10 Kasım için geçmiş senelerde yazdığım bir konuşma metnini paylaşıyorum. İhtiyacı olan vardır belki.
10 KASIM GÜNÜN ANLAM VE ÖNEMİNİ BELİRTEN KONUŞMA-1
71…
71 numaralı oda… Nedir bilir misiniz? Ata’mın Dolmabahçe’de verdiği son nefesin duvarlarına sindiği oda. Bugün de şu an da binlerce, on binlerce nefesin ona olan özlemini bir nebze gidermek için koştuğu oda. Bir yatak, bir dolap, masada 9’u 5 geçe durmuş bir saat… Duvarda en sevdiği tablo: 4 Mevsim…
Bu odaya çok daha önce dönmeliydi aslında. Doktorlar “Dönmeliyiz.” dediğinde… Derhal tedaviye başlamalıyız, dediğinde… Ama dönmedi. Bekledi. Bedeninde büyümekte olan illeti bile bile... Her gün ölüme biraz daha yaklaştığını bile bile... Dönmedi. Savarona’daydı uzun zamandır. Hatay’dı tek düşüncesi. Orayı almadan geri dönmeyecekti. Varlığını Türk varlığına armağan etmişti bir kere. Gerisi teferruat idi. Nitekim aldı da. Halsizdi. Bitkindi. Ama düşmana karşı yine dimdikti. Vazifesini tamamlamanın rahatlığıyla artık geri dönebilirdi.
Bir gece vakti yanaştı Savarona Dolmabahçe’ye. Gece zifiri karanlık. Dolmabahçe’de hiç ışık yok. Karanlıkta girmek istemişti içeri. Mehmetçiği onu böyle görmesin istemişti. İstemişti ki güçlü, heybetli haliyle bilsinler onu hep. Tıpkı Sakarya’daki gibi…
Çocuklar, dedi. Artık tedaviye başlayabilirsiniz. Ne var ki artık çok geçti. Buradan sonrasını hepimiz biliyoruz elbet.
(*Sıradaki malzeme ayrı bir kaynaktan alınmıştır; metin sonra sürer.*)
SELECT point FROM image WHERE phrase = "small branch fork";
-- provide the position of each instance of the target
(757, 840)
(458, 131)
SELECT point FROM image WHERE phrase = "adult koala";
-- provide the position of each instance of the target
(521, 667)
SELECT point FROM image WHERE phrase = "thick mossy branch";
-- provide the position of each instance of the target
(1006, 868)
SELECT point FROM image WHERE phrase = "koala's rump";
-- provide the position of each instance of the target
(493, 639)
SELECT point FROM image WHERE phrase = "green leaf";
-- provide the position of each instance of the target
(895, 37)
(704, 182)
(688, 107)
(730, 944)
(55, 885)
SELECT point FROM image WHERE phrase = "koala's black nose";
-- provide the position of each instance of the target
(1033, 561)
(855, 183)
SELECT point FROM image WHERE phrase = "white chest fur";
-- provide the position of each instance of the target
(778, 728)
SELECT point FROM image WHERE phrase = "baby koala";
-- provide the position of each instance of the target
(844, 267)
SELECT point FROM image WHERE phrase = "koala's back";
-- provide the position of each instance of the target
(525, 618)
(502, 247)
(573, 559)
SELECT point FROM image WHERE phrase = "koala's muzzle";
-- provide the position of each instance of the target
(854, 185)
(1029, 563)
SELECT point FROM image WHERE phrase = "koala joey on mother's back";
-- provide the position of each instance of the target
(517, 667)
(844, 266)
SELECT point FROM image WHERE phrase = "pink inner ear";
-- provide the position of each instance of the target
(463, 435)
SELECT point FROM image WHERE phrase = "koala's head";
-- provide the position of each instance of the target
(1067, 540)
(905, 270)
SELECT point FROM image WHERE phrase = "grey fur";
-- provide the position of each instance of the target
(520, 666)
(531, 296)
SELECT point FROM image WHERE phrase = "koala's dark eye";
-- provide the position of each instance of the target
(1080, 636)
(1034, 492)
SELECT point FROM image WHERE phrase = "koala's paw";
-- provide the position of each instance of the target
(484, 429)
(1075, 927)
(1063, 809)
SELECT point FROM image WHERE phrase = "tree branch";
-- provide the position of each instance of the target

Ama Ata’m, Ulu Önderim, Başöğretmenim,
İsterim ki sen de şunu bil:
Biz evlatların seni hep senin istediğin halinle hatırlıyoruz. Kocatepe’ye çıkarkenki düşünceli duruşunla… “Ordular! İlk hedefiniz Akdeniz’dir. İleri!” derken kalkan parmağınla… İşgal donanmasına bakıp “Geldikleri gibi giderler.” deyişin ve gerçekten de gönderişinle… Çanakkale’de, Sakarya’da yazdığın destanlarla… Çocuklara bakarken dalga dalga olan bir çift deniz göz ile… Ülkü ile oynarken bir çocuk gibi şen oluşunla… Her zaman şık, her zaman saygın görünüşünle… Ama en çok da küllerinden doğan bir ulusu tekrar şahlandırışınla… Sen bizim her anımızda, hep sol yanımızda…
Ve evet Ata’m. Şu sözlerin hep aklımızda:
“Elbet bir gün beni unutturmaya çalışanlar olacaktır. Ama Türk gençleri buna asla izin vermeyecektir."